Set in the fast-paced environs of the bustling local trains in Mumbai, Faraz's film details a romance that develops slowly, nestled in the silences and quiet comforts of the end-of-day train journeys.
Does every film need to have a staple combination of colossal sets, flamboyant costumes and wordy lyrics to emote love?
Unlike the plots in films where the protagonist always finds his true love or leaves it to the universe to conspire in making sure that he does, real life doesn’t necessarily always offer such respite.
Now, think of a love story between two men — one filled with stolen glances, imminent heartaches and fear imbibed by a patronizing society.
This is the story of Sisak, a 20-minute silent short film by Faraz Arif Ansari that has been winning hearts and recognition worldwide. To communicate the lack of voices speaking up for the LGBT community, the film finds an unlikely weapon in silence to portray the universal force that binds us all— love.
Set in the fast-paced environs of the usually bustling Mumbai local trains, it details a romance that develops slowly, nestled in the silences and quiet comforts of the end-of-day train journeys.
The word Sisak means the heart-wrenching silent cry within oneself in Urdu.

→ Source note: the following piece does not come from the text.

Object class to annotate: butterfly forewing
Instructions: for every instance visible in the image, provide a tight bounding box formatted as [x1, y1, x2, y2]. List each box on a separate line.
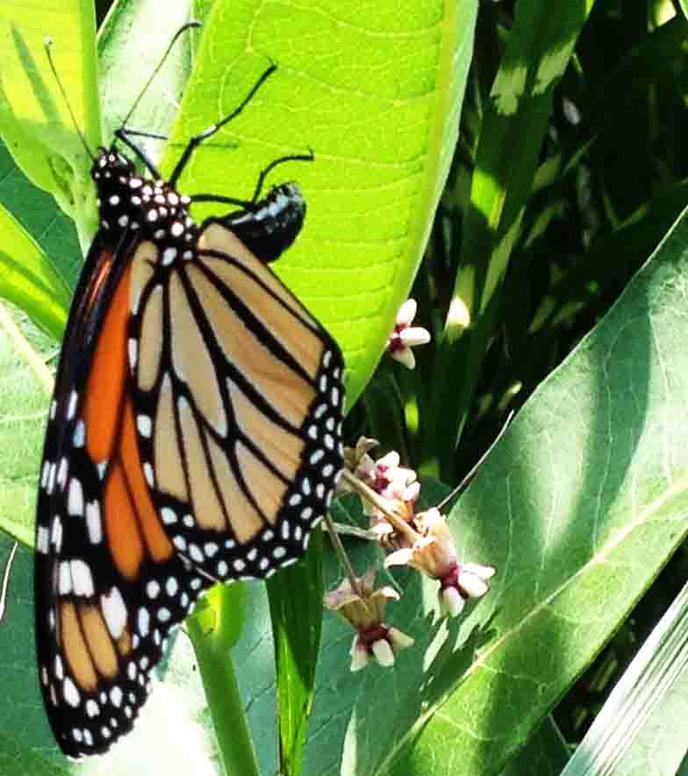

“Generally as a writer, it is imperative for me to put down the title of the film before I begin writing it. However, with Sisak, that wasn’t the case. After having written it, I struggled for months to come up with a title until one day when I read it out to my mom. As soon as she heard my narration, she wept and said, Yeh dil ke roney ki aawaaz hai, Rooh ke kaapne ki aawaaz… Sisak,” says Faraz, who is based in Mumbai.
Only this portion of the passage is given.